Paulus zitiert die Verse 1 und 2 in Römer 10 aus der Septuaginta. Dort sehen wir, dass er Vers 1 benutzt, um diesen Vers auf die Heiden anzuwenden (Röm 10,20). Unter der direkten Leitung des Heiligen Geistes verwendete der große Apostel der Nationen diesen Vers für sie, während er Vers 2 zitiert, um den abgefallenen Zustand Israels zu veranschaulichen (Röm 10,21). Indem er beide Verse zitiert, verbindet Paulus die Annahme der Nationen mit dem Ungehorsam Israels (vgl. Apg 13,46).
Die Annahme der Nationen findet heute in der Gnadenzeit statt. Sie wird auch in der Zukunft stattfinden. Dann wird das Evangelium des Reiches
Gottes gepredigt werden und eine Menge, die niemand zählen kann, wird dieses Evangelium annehmen.
Im folgenden Abschnitt geben die Verse 3 und 4 eine schreckliche Beschreibung über die götzendienerischen Praktiken des Volkes Gottes, mit denen sie den HERRN reizen und kränken. Infolgedessen kommt Israel nicht in den Genuss der Segnungen, die die Nationen erhalten haben.

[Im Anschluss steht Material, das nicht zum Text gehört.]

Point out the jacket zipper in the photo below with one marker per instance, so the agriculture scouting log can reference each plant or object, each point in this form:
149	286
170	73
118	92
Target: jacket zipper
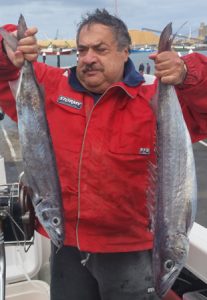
80	162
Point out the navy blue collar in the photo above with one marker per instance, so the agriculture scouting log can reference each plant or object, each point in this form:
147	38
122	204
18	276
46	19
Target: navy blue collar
131	77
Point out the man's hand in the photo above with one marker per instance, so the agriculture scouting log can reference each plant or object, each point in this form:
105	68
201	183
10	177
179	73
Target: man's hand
169	67
27	48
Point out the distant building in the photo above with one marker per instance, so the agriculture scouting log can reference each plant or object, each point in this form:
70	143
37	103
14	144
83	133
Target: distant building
202	31
143	38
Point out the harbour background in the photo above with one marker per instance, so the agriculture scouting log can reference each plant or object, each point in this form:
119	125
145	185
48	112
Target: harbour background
71	59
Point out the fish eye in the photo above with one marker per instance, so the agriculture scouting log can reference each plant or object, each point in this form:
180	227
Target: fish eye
56	221
168	265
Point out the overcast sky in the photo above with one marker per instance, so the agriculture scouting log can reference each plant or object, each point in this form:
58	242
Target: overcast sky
53	16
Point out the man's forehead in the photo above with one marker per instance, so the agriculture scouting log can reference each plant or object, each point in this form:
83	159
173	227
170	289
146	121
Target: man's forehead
98	33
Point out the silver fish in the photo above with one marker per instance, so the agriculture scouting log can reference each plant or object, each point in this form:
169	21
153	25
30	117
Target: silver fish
176	191
37	150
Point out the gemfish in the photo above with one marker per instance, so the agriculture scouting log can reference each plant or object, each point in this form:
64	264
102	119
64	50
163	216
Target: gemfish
175	181
39	163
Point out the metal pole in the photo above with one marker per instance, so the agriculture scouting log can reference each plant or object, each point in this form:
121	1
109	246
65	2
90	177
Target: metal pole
58	59
2	263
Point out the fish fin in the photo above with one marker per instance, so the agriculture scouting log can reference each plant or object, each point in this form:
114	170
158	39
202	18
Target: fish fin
152	194
166	39
14	86
10	39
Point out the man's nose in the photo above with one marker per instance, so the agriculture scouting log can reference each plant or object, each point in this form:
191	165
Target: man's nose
89	57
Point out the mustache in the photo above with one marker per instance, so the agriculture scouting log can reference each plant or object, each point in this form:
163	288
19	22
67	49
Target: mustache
91	67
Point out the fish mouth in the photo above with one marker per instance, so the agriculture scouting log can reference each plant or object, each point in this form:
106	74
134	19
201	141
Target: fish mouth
166	282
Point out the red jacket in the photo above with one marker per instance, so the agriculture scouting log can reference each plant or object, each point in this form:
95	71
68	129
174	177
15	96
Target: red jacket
103	150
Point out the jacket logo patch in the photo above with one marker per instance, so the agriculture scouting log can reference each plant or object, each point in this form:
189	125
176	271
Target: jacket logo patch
70	102
144	151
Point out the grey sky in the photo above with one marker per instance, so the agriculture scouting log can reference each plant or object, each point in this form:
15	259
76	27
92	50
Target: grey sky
52	16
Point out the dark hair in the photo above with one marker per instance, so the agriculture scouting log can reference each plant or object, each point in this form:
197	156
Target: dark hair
117	26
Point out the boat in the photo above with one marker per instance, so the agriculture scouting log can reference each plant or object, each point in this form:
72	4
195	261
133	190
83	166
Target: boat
141	50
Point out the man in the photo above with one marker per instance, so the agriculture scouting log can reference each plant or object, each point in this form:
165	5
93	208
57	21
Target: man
100	121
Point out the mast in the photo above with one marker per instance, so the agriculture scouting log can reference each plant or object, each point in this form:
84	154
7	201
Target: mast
116	8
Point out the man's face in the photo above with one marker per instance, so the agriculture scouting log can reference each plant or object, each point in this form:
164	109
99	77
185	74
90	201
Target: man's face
100	63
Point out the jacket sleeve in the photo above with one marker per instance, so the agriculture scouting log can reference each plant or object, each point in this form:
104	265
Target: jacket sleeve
192	95
8	72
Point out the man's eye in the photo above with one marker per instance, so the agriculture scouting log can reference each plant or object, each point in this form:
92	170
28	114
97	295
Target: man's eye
101	49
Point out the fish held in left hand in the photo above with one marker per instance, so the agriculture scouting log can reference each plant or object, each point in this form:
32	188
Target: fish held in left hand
37	150
174	176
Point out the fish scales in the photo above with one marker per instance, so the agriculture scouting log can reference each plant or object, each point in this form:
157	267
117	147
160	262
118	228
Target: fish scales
37	150
176	193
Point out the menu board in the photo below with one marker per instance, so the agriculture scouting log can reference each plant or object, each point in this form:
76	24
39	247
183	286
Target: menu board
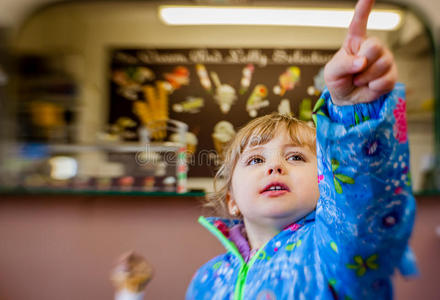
213	91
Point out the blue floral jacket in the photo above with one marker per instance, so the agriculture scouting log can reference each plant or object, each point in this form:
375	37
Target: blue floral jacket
350	246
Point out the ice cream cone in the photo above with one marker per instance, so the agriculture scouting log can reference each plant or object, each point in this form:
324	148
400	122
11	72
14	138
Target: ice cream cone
220	147
131	276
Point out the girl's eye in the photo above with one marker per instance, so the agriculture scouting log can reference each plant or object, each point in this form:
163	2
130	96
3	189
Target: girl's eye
295	157
254	161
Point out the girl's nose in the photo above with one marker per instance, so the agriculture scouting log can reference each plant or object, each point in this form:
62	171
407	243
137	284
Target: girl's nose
278	169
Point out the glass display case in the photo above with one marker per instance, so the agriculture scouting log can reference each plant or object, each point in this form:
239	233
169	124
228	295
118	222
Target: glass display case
124	167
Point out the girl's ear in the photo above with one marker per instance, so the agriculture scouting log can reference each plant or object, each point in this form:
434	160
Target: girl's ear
232	205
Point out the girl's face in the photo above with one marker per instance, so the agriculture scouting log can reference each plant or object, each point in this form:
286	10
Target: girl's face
275	184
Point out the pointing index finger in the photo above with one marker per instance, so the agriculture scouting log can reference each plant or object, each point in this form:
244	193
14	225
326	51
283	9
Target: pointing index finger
358	25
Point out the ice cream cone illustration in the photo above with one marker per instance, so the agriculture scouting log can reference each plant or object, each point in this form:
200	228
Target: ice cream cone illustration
190	105
305	110
288	80
222	135
153	113
284	107
225	94
246	78
256	100
203	77
131	276
179	77
189	139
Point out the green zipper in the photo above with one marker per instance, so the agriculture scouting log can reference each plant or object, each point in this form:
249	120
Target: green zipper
230	246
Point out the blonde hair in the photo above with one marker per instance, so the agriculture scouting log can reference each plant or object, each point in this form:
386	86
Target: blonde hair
257	132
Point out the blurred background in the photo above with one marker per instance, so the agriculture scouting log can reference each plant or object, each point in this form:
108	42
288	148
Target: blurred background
114	115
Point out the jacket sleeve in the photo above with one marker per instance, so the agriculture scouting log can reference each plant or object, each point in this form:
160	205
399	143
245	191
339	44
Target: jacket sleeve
365	213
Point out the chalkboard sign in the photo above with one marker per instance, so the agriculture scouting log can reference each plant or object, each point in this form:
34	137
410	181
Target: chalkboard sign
202	87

Das „in den Gräbern sitzen“ hat wahrscheinlich mit einer Form des Spiritismus zu tun, wobei danach getrachtet wird, den Kontakt mit den Toten zu suchen. Sie gehen nachts auf Friedhöfe, um böse Geister zu befragen, anstatt den HERRN zu bitten. Dadurch verunreinigen sie sich auf schreckliche Art und Weise.
Diejenigen, die diese Abscheulichkeiten praktizieren, rühmen sich wie üblich einer besonderen Heiligkeit und halten die nicht Eingeweihten auf Distanz, indem sie sich als unnahbar für andere aufstellen (Vers 5). Sie beanspruchen eine falsche Heiligkeit. Ihr ganzes Verhalten ist ein Gestank für den HERRN. Das führt dazu, dass das Maß ihrer Sünden voll wird, und es ruft nach einer gerechten Vergeltung (Verse 6.7).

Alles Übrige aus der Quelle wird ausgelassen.